The control sample (a healthy donor probed for CEP 8) should theoretically result in two spots in each cell but spot counts and ploidy are not necessarily directly correlated. Since the ISx captures a 2D image of a 3D cell in flow one spot may be the result of two spots in such close proximity that the software cannot distinguish them (see Note 34 ). Three or even four spots may be the result of a segregated hybridization signal and is a common occurrence also observed in conventional FISH (Fig. 6). The next steps will apply a fluorescence intensity parameter to correct spot counting deviations from ploidy.
Fig. 6
Segregated hybridization signal.
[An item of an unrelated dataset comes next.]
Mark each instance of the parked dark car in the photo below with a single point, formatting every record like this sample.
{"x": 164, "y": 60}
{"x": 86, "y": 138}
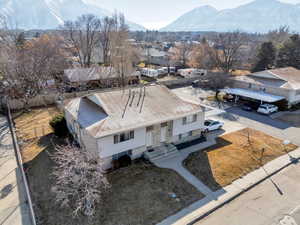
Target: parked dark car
{"x": 247, "y": 107}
The images show CEP8 SpectrumGreen probe from a healthy donor where all events should contain two spots. Three spots (left image) or four spots (right image) can be observed but the intensity and proximity of the spots indicate that segregated hybridization has occurred. These examples would be classified as a disomy by conventional FISH
17.
Draw an Intensity histogram of the SpectrumGreen signal for each population. True disomies whether counted as one, two, or three spots should have a similar fluorescence distribution (Fig. 5b and see Notes 35 ).